CSS 2.0 has introduces a whole mariad of features to give you more control.
Just picking your node to effect is more powerfull. The following is right from the w3c site.
- * - Matches any element.
- E - Matches any E element (i.e., an element of type E).
- E F - Matches any F element that is a descendant of an E element.
- E > F - Matches any F element that is a child of an element E.
- E:first-child - Matches element E when E is the first child of its parent.
- E:link, E:visited - Matches element E if E is the source anchor of a hyperlink of which the target is not yet visited - (:link) or already visited (:visited).
- E:active, E:hover, E:focus - Matches E during certain user actions.
- E:lang(c) - Matches element of type E if it is in (human) language c (the document language specifies how language is determined).
E + F - Matches any F element immediately preceded by an element E. - E[foo] - Matches any E element with the "foo" attribute set (whatever the value).
E[foo="warning"] - Matches any E element whose "foo" attribute value is exactly equal to "warning". - E[foo~="warning"] - Matches any E element whose "foo" attribute value is a list of space-separated values, one of which is exactly equal to "warning".

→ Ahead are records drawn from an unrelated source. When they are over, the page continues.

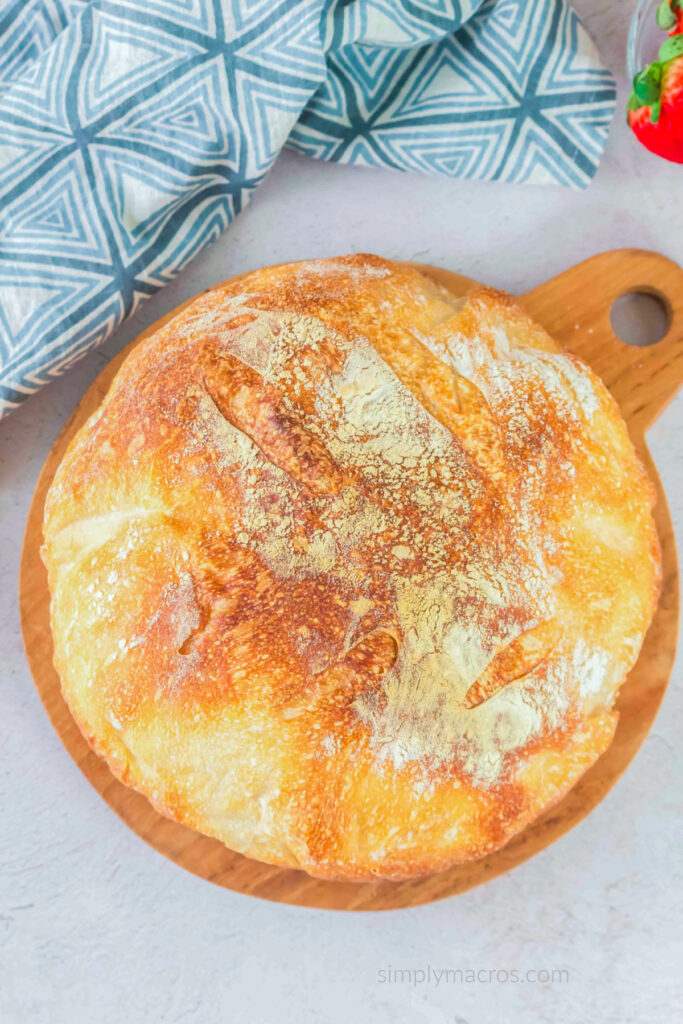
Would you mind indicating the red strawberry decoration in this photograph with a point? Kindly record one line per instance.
(655, 107)
(670, 15)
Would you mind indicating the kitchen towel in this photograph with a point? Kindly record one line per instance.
(133, 131)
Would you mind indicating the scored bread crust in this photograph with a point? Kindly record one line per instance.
(346, 570)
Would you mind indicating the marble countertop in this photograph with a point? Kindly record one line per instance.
(94, 925)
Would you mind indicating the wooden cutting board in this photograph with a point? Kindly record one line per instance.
(574, 308)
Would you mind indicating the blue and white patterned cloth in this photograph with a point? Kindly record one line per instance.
(133, 131)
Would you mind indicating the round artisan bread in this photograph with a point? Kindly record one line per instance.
(347, 570)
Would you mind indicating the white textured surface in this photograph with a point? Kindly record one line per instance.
(95, 926)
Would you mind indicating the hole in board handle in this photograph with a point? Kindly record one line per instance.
(640, 318)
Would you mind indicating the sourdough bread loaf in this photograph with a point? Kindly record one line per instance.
(347, 570)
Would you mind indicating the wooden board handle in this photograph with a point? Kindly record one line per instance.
(574, 308)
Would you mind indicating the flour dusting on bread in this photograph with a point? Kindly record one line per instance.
(342, 568)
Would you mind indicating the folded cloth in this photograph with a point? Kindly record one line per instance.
(133, 131)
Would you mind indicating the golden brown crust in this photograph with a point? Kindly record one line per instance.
(347, 570)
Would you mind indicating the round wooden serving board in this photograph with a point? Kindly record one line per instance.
(574, 308)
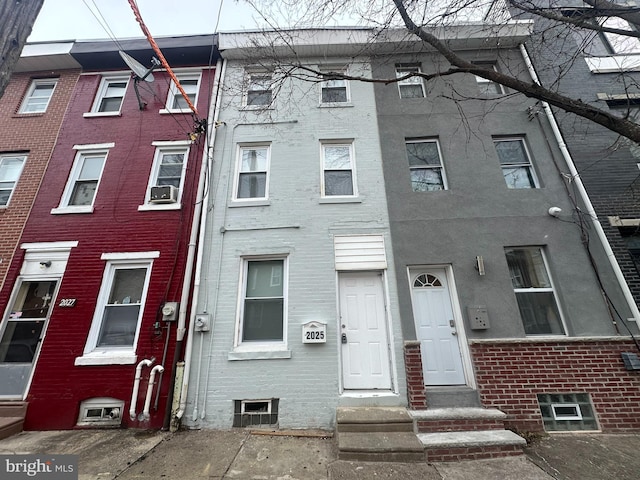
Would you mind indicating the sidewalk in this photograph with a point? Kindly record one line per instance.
(238, 454)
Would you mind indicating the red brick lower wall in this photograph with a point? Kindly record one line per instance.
(510, 375)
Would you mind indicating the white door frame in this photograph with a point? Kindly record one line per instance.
(390, 341)
(463, 343)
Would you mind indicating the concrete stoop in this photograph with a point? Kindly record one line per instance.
(11, 418)
(453, 434)
(377, 434)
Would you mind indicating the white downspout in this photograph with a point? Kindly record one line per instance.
(147, 399)
(213, 117)
(585, 197)
(136, 387)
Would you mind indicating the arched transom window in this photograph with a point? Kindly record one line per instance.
(425, 280)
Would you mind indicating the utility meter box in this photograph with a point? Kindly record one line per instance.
(478, 317)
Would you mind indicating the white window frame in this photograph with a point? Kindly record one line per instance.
(352, 161)
(616, 43)
(83, 151)
(402, 70)
(430, 167)
(26, 102)
(162, 147)
(174, 92)
(328, 84)
(238, 173)
(264, 76)
(261, 346)
(550, 289)
(484, 84)
(106, 355)
(105, 82)
(3, 158)
(527, 164)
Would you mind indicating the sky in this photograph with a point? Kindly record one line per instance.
(76, 19)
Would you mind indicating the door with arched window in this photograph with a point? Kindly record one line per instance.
(436, 328)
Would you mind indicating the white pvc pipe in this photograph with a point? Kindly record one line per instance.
(585, 197)
(136, 387)
(147, 399)
(213, 116)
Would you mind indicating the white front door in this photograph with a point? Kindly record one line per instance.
(21, 334)
(363, 330)
(436, 328)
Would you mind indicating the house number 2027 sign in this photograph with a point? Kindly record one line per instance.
(314, 332)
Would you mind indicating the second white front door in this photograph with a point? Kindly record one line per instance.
(436, 328)
(363, 331)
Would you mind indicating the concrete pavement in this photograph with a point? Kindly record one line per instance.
(239, 454)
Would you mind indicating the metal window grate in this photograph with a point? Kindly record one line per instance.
(567, 412)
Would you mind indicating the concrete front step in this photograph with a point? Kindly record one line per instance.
(470, 445)
(380, 447)
(373, 419)
(458, 419)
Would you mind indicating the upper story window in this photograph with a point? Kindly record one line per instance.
(516, 163)
(10, 169)
(334, 89)
(338, 170)
(190, 83)
(169, 166)
(84, 178)
(259, 90)
(488, 87)
(38, 96)
(425, 165)
(620, 44)
(252, 172)
(118, 313)
(262, 309)
(411, 86)
(110, 95)
(534, 291)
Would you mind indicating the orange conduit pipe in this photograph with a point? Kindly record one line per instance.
(163, 60)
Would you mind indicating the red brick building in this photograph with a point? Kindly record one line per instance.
(95, 290)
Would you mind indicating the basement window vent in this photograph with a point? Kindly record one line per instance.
(567, 412)
(101, 412)
(255, 413)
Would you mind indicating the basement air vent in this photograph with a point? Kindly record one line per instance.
(255, 413)
(101, 412)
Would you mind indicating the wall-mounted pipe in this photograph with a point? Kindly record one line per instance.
(147, 398)
(136, 386)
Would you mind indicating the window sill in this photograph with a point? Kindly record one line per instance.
(614, 63)
(101, 114)
(340, 200)
(249, 203)
(66, 210)
(107, 357)
(169, 111)
(335, 105)
(159, 206)
(258, 354)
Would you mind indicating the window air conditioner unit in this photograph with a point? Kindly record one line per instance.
(164, 194)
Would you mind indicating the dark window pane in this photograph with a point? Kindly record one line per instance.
(252, 185)
(338, 183)
(263, 319)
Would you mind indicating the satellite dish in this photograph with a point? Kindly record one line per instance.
(137, 68)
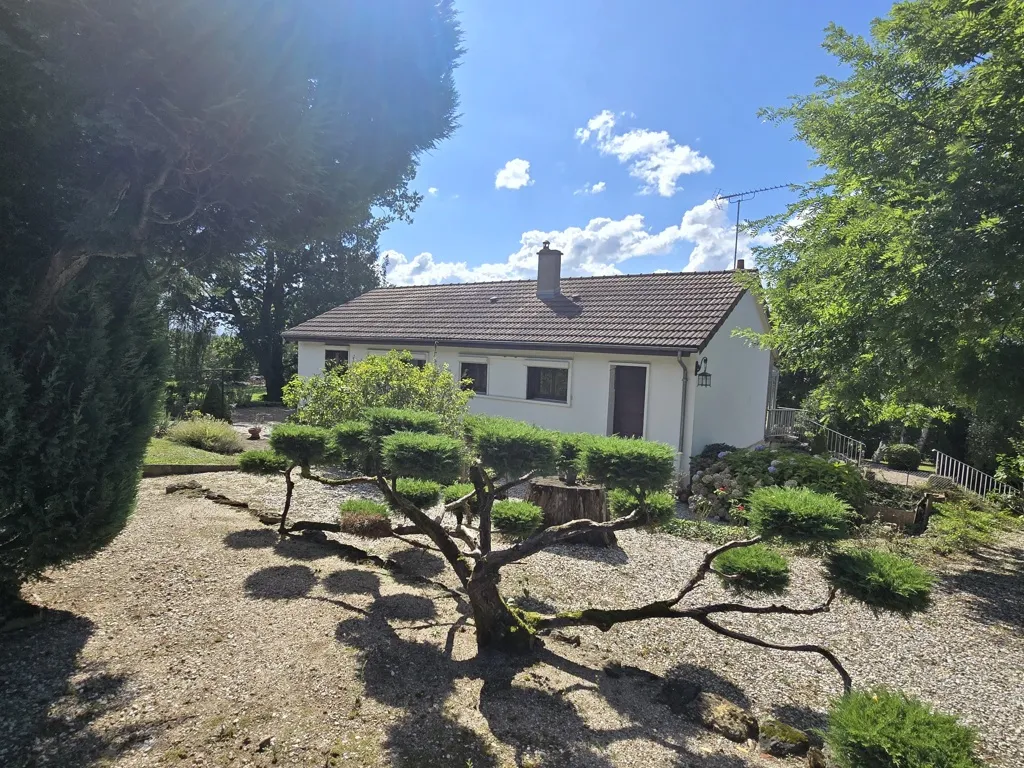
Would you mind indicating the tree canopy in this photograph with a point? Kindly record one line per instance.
(897, 279)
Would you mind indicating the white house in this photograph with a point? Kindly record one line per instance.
(645, 355)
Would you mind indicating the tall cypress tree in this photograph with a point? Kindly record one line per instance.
(139, 137)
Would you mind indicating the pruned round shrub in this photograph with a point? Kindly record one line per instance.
(799, 514)
(385, 421)
(300, 444)
(643, 466)
(518, 518)
(756, 568)
(351, 442)
(571, 451)
(431, 457)
(365, 518)
(206, 433)
(660, 505)
(423, 494)
(960, 527)
(511, 449)
(709, 455)
(262, 462)
(457, 491)
(881, 580)
(903, 457)
(880, 728)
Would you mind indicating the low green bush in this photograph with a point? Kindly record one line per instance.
(731, 478)
(364, 517)
(262, 462)
(879, 728)
(518, 518)
(903, 457)
(351, 443)
(957, 526)
(206, 433)
(571, 454)
(423, 494)
(660, 505)
(642, 466)
(883, 494)
(385, 421)
(799, 514)
(457, 491)
(756, 568)
(430, 457)
(709, 455)
(510, 449)
(881, 580)
(300, 444)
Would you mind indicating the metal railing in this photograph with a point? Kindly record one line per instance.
(968, 477)
(795, 422)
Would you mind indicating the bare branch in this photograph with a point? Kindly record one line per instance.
(806, 648)
(518, 481)
(430, 527)
(706, 564)
(341, 481)
(556, 535)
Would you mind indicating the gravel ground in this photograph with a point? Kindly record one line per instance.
(198, 639)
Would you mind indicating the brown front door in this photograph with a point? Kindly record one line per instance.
(628, 408)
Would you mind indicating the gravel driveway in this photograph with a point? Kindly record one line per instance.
(198, 639)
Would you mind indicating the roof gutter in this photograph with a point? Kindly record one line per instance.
(514, 345)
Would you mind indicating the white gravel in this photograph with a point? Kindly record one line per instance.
(194, 638)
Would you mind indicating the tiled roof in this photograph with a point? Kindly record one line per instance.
(664, 312)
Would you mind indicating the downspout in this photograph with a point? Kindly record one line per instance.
(682, 409)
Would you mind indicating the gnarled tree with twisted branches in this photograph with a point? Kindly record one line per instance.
(499, 455)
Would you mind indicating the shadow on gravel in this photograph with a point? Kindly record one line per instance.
(49, 700)
(804, 718)
(543, 724)
(613, 555)
(710, 681)
(995, 588)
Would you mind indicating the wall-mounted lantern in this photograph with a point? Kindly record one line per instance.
(704, 378)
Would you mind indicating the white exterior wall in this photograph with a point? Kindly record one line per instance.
(732, 409)
(588, 409)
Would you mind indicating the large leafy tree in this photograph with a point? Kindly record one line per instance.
(137, 136)
(268, 289)
(897, 279)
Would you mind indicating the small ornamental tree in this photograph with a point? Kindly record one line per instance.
(502, 454)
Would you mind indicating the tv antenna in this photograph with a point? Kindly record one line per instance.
(739, 199)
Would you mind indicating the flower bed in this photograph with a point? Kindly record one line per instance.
(723, 486)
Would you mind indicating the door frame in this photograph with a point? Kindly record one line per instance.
(611, 393)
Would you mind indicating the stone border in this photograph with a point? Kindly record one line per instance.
(160, 470)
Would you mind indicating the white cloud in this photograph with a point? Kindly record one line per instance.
(514, 175)
(597, 188)
(602, 247)
(654, 157)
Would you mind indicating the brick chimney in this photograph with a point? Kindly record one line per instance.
(549, 271)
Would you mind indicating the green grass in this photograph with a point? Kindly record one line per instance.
(164, 452)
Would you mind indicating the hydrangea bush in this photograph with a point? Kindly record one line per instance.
(723, 486)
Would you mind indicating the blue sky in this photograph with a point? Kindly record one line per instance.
(632, 116)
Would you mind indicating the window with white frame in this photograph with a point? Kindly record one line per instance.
(474, 375)
(334, 357)
(548, 382)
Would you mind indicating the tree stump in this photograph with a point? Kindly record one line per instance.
(562, 503)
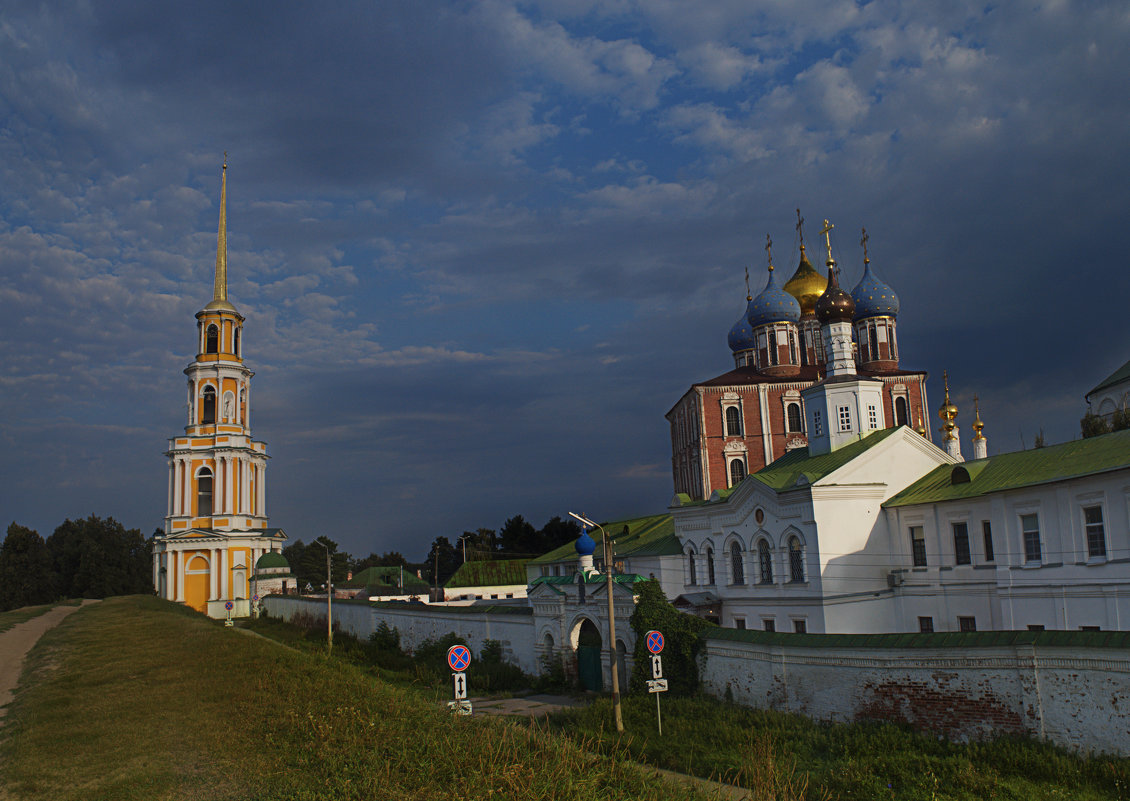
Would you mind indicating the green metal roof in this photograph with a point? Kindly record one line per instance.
(1115, 377)
(797, 468)
(651, 536)
(497, 573)
(936, 640)
(272, 558)
(385, 577)
(1019, 469)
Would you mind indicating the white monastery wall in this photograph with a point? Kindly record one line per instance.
(1075, 697)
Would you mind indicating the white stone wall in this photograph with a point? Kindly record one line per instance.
(1075, 697)
(415, 625)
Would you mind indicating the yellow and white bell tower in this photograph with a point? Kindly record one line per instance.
(216, 524)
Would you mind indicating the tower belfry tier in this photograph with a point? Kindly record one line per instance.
(216, 523)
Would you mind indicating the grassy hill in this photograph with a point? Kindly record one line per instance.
(139, 698)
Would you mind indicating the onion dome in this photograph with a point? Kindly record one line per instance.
(835, 305)
(806, 285)
(584, 545)
(741, 334)
(872, 297)
(773, 305)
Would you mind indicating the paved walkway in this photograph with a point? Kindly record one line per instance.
(17, 641)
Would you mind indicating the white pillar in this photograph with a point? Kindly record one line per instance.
(180, 575)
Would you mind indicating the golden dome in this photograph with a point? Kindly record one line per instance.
(806, 285)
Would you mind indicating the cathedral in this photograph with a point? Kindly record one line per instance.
(216, 527)
(737, 423)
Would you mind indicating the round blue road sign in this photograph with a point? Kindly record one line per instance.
(459, 658)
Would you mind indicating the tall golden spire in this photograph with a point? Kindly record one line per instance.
(219, 293)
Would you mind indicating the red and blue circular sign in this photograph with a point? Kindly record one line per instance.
(459, 658)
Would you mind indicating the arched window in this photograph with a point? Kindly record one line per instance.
(794, 420)
(203, 493)
(765, 562)
(736, 566)
(208, 409)
(796, 560)
(733, 421)
(901, 417)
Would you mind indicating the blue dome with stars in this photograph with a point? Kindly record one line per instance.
(872, 297)
(773, 305)
(584, 545)
(741, 334)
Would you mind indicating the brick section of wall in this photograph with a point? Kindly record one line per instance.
(1075, 697)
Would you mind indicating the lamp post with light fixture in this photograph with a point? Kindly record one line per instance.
(611, 619)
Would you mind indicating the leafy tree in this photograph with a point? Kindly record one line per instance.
(26, 576)
(442, 560)
(96, 558)
(681, 643)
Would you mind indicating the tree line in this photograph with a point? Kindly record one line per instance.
(93, 557)
(516, 539)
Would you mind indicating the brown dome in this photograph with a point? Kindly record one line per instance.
(835, 305)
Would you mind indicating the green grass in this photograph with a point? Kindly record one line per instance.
(17, 616)
(790, 757)
(139, 698)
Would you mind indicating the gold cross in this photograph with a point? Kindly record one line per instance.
(826, 233)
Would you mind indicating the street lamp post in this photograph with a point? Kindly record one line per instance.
(329, 599)
(611, 620)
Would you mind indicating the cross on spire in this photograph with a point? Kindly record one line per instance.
(826, 233)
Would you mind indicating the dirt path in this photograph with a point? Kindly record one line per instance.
(16, 642)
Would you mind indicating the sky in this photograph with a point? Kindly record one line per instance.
(483, 247)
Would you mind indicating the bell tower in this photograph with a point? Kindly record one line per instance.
(216, 523)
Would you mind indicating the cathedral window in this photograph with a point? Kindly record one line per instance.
(1029, 529)
(796, 560)
(765, 562)
(794, 421)
(918, 547)
(208, 408)
(962, 543)
(736, 566)
(203, 493)
(1096, 536)
(733, 421)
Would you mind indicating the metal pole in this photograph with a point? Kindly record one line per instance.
(611, 632)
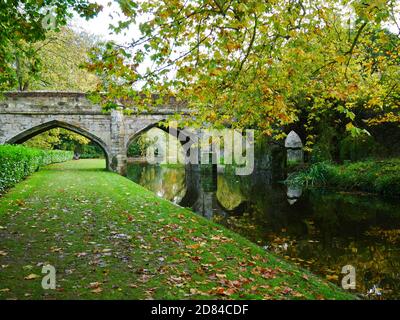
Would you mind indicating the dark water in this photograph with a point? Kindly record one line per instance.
(316, 229)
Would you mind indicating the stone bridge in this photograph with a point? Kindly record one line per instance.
(24, 115)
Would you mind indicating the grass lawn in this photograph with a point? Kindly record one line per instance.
(109, 238)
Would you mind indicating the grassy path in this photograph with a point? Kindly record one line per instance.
(109, 238)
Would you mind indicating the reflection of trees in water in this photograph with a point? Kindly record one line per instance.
(168, 183)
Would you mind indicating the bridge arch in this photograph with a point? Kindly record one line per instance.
(35, 130)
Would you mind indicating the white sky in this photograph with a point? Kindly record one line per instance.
(99, 25)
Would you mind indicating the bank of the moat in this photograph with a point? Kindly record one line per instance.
(110, 238)
(318, 229)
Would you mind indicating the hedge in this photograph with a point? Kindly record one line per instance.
(18, 162)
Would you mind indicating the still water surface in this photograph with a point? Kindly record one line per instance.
(316, 229)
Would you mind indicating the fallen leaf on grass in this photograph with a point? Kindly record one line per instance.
(332, 277)
(97, 290)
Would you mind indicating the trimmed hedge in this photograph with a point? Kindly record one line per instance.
(18, 162)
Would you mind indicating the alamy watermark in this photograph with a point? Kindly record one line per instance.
(349, 280)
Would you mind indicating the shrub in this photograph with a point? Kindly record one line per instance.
(18, 162)
(316, 174)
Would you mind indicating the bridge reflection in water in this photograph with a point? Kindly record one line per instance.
(316, 229)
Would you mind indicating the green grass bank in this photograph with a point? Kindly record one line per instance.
(374, 176)
(109, 238)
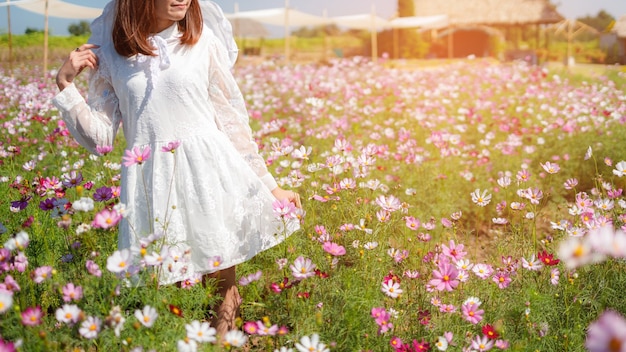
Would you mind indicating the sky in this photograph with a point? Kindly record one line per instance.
(21, 19)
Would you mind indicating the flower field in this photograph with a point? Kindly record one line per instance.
(470, 206)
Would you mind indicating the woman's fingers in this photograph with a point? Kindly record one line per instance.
(296, 199)
(80, 58)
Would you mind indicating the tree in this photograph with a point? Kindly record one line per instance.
(82, 28)
(406, 8)
(600, 22)
(410, 42)
(30, 30)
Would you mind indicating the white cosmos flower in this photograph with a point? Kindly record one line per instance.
(311, 344)
(481, 199)
(200, 331)
(147, 316)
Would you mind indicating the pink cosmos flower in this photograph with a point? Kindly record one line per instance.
(445, 278)
(106, 219)
(42, 273)
(482, 270)
(31, 316)
(72, 293)
(412, 222)
(302, 268)
(265, 330)
(6, 300)
(454, 251)
(136, 156)
(482, 343)
(523, 175)
(502, 279)
(570, 183)
(246, 280)
(283, 208)
(383, 320)
(481, 199)
(554, 276)
(391, 288)
(93, 268)
(396, 343)
(170, 147)
(104, 149)
(608, 333)
(68, 314)
(251, 328)
(119, 261)
(472, 313)
(334, 249)
(90, 328)
(551, 168)
(215, 262)
(532, 264)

E[lang="en"] - Matches any E element whose "lang" attribute has a hyphen-separated list of values beginning (from the left) with "en". - DIV.warning - HTML only. The same as DIV[class~="warning"].
- E#myid - Matches any E element ID equal to "myid".
If you missed the fact that you can select more than one node from the above list, you can also group common aspects of a collection of nodes into a single CSS entry. There by reducing your typing.
Just go here: http://www.w3.org/TR/REC-CSS2/cascade.html
"Why should I go through this if my content never changes?"
Simple, browsers do. What works on your site today, may not work on your site tomorrow.
Switching from IE 6 to 7 broke several sites. Some IT heads were scrambling to play catch up, so their sites would remain useful.
Also, a good CSS means you can use it on several pages, keeping your site looking consistant.
I'll post more on this later, but I hope I have given you a good starting point.